Datasets¶

FLTest loads and partitions datasets with flwr-datasets (backed by Hugging Face). Code: fltest/data/datasets.py.

Built-in datasets¶

Name	Channels	Classes	Image column	Notes
`mnist`	1	10	`image`	handwritten digits
`fashion_mnist`	1	10	`image`	clothing; harder than MNIST, same shape
`cifar10`	3	10	`img`	natural images (RGB)

Use one with dataset: cifar10, or fuzz several with dataset: [mnist, fashion_mnist, cifar10]. Channels and class count are derived automatically — you never set them by hand.

Grayscale datasets are resized to 32×32 and normalized to mean/std 0.5; RGB datasets are normalized per-channel to 0.5. (Defined in _TRANSFORMS.)

Partitioning (data distribution)¶

`data_distribution`	Effect	Relevant knob
`iid`	uniform random split; every client sees all classes	—
`dirichlet`	label skew across clients	`dirichlet_alpha` (lower ⇒ more skewed)
`pathological`	each client gets only N classes	`classes_per_partition`

Non-IID partitioning is how you stress robustness/privacy realistically (the project's Pitfall-2/3).

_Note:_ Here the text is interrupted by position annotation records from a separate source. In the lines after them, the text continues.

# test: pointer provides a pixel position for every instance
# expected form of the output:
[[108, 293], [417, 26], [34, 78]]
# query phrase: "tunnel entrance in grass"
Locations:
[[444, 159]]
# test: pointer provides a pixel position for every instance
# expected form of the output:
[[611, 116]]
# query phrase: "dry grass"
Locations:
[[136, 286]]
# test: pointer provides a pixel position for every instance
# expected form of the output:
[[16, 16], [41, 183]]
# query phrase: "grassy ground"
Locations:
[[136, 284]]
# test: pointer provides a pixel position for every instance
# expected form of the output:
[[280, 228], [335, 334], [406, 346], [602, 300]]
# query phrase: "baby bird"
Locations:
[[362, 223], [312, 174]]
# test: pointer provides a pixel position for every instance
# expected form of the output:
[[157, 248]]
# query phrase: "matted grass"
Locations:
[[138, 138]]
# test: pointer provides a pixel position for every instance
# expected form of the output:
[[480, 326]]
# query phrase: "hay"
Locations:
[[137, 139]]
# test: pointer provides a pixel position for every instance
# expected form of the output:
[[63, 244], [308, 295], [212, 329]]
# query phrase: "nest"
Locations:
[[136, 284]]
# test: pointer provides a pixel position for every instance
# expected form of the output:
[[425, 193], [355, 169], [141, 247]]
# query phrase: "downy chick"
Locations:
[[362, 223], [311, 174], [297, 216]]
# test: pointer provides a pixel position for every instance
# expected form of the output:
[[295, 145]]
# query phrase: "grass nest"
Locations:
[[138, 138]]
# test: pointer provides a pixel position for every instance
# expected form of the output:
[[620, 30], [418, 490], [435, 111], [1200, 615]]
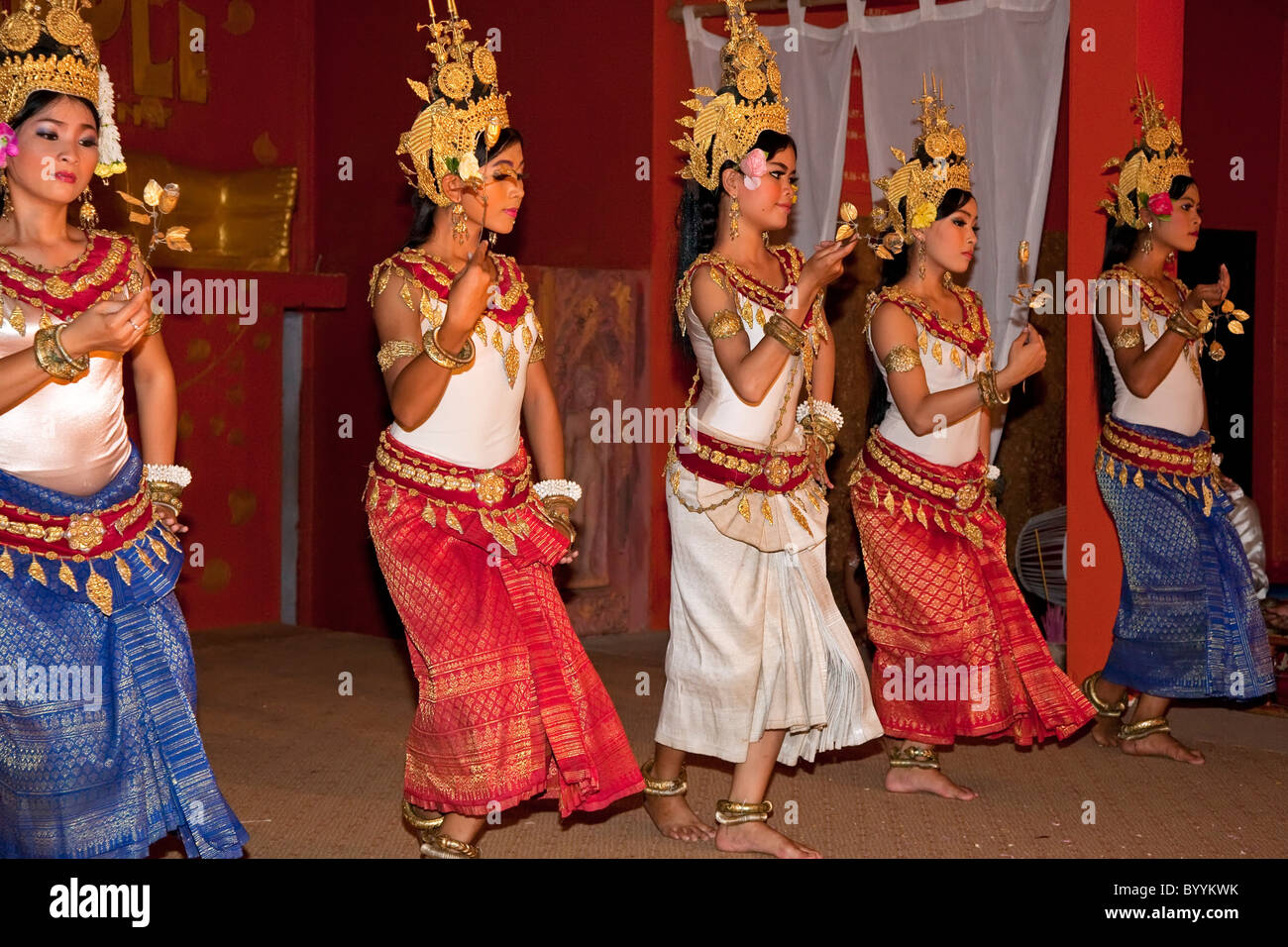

Example:

dataset: cifar10
data_distribution: dirichlet
dirichlet_alpha: 0.1        # strongly non-IID
num_clients: 10

Use an existing dataset¶

Just name it:

dataset: fashion_mnist
data_distribution: pathological
classes_per_partition: 2

Attach a new dataset¶

Two small edits in fltest/data/datasets.py:

1. Register it in DATASET_CONFIG with (transform_key, image_column, channels, classes):

DATASET_CONFIG = {
    "mnist": ("grayscale", "image", 1, 10),
    "cifar10": ("rgb", "img", 3, 10),
    # new: a 3-channel, 100-class HF dataset whose image column is "img"
    "cifar100": ("rgb", "img", 3, 100),
}

transform_key selects a transform in _TRANSFORMS ("grayscale" or "rgb"). Add a new key there if your data needs a different transform.
image_column is the Hugging Face column holding the image (often image or img).
channels and classes are surfaced to the model and metrics.

2. (Only if needed) add a transform in _TRANSFORMS, e.g. for 28×28 inputs without resizing or for different normalization.

That's it — dataset: cifar100 now works, including fuzzing and all partitioners. The HF dataset name passed to flwr-datasets is the key you used ("cifar100"); use the fully-qualified HF id (e.g. "zalando-datasets/fashion_mnist") if the short name is ambiguous.

Custom / local data¶

get_federated_dataset() returns {"c2data": {cid: hf_dataset}, "test_data": hf_dataset} where each shard yields {"img": tensor, "label": tensor} after transform. To plug in data that isn't on Hugging Face, build those dicts yourself (any object exposing {"img","label"} batches works) and call build_dataloaders(...), or add a new partitioner to PARTITIONERS.

Add a new partitioner¶

PARTITIONERS maps a name to a factory f(num_partitions, **kwargs) -> Partitioner:

PARTITIONERS = {
    "iid": lambda n, **kw: IidPartitioner(num_partitions=n),
    "my_skew": lambda n, alpha=0.3, **kw: DirichletPartitioner(
        num_partitions=n, partition_by="label", alpha=alpha),
}

Then data_distribution: my_skew is usable from any config.